The U.S. economy expanded at the fastest rate in a year and a half in the third quarter propelled by the largest increase in business inventories in 15 years. Consumer spending, on the other hand, saw the smallest quarterly rise since the fourth quarter of 2009.
American GDP grew at a 3.6 percent annualized pace, considerably stronger than the 2.8 percent initial estimate from the Commerce Department. That was the best three month rate since the first quarter of last year. Economists in the Bloomberg poll had forecast a revision to 3.1 percent.
Personal consumption slipped to 1.4 percent at an annual rate from 1.5 percent in the previous quarter. It was the second weakest rise in quarterly consumption since the end of the recession in June 2009; only the flat result in the last three months of that year was lower. Economists had forecast 1.5 percent.
Businesses augment inventories in anticipation of future sales, in this case, merchandising during the holiday season. If the goods stockpiled do not sell, businesses will not resume ordering until their backlog of unsold items is eliminated. That could put a drag on GDP in the next two quarters until warehouses are cleared of inventory.
Final sales, which is GDP excluding inventories, or the actual amount of purchasing in the economy, rose 1.9 percent in the third quarter, down from 2.1 percent in the second. In the first nine months of the year final sales have averaged just 1.4 percent each quarter, the poorest performance since 2009, when the first half of the year was in recession. The 30 year average is 2.8 percent.
Business sentiment in the second half of the year, headed into the holiday season had improved dramatically.
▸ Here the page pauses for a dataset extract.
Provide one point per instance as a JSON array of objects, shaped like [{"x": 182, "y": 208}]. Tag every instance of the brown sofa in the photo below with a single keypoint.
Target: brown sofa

In the first six month of the year the ISM manufacturing index averaged 51.5. The index average jumped to 56.2 in the five months to November.
That rise in sentiment anticipating better sales is reflected in the stronger third quarter GDP as businesses placed orders that went into inventory.
If the hoped for holiday sales do not materialize, what the third quarter gave to GDP, the fourth may well take away.